Sachsen-Anhalts CDU-Medienpolitiker Markus Kurze hat die Leitungen des öffentlich-rechtlichen Rundfunk zu schnellen Veränderungen aufgefordert. "Wenn die Intendanten und Anstalten jetzt nicht reagieren, dann droht ein Komplettversagen", sagte Kurze am Donnerstag vor dem Landtag. Schon jetzt gebe es in der Bevölkerung keine Mehrheit mehr für die Erhebung des Rundfunkbeitrags.
Unter anderem angesichts aktueller Vorwürfe der Vetternwirtschaft beim rbb und der politischen Einflussnahme beim NDR hatte die CDU-Fraktion eine Debatte zum öffentlich-rechtlichen Rundfunk beantragt.
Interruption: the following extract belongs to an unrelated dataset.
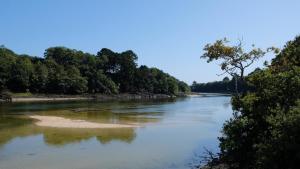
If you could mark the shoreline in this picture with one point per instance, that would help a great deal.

Kurze warf den Anstalten in dieser Situation einen "intransparenten Umgang" und vereinzelte "Selbstbedienungsmentatlität" vor.
MDR: "Erwarten lückenlose Aufklärung"
Gegenüber dieser Redaktion bezeichnete ein MDR-Sprecher die Vorwürfe gegen den RBB als "schwerwiegend". Man erwarte lückenlose Aufklärung und Konsequenzen. Auch im MDR würden einzelne Themen und Sachverhalte noch einmal genauer angesehen – unter anderem Dienstwagen (Konditionen, Modelle, Ausstattungspakete). Zudem würden die Compliance-Regeln stetig weiterentwickelt.
"Maßgebliche Prinzipien, wie das Vier-Augen-Prinzip bei der Verwendung von Mitteln und die Trennung von Bedarf und Beschaffung sind seit Jahren ausdifferenziert und stringent umgesetzt", so der Sprecher.
CDU sieht Redebarf bei aktuellem Reformentwurf für Medienstaatsvertrag
Thema war auch der demnächst zur Abstimmung stehende Medienänderungsstaatsvertrag. Die darin von der Politik vorgelegten Reformen beim Auftrag und Struktur des Rundfunks gehen der CDU nicht weit genug. Ein kategorisches Nein zum Staatsvertrag kündigte Kurze nicht an, sagte aber: "Vielleicht gibt es noch die Option, ihn an der ein oder anderen Stelle noch zu verändern." In diesem Fall müsste die Runde der Ministerpräsidenten und -präsidentinnen das Papier neu aushandeln.
Das ist der Medienänderungsstaatsvertrag
Die Politik gibt in Staatsverträgen die Rahmenbedingungen des öffentlich-rechtlichen Rundfunks vor – etwa welche Hörfunk und TV-Angebote ein Sender wie der MDR produzieren muss.
Medienminister Rainer Robra (ebenfalls CDU) verteidigte die geplante Reform dann auch nur teilweise. "Er ist in der Tat nicht der große Wurf", sagte Robra. Die von ihm geforderte Stärkung der Aufsichtsgremien sei allerdings wichtig. Insgesamt handle es sich um "einen Kompromiss, den man nicht blockieren sollte". Weitere Reformen sollen folgen.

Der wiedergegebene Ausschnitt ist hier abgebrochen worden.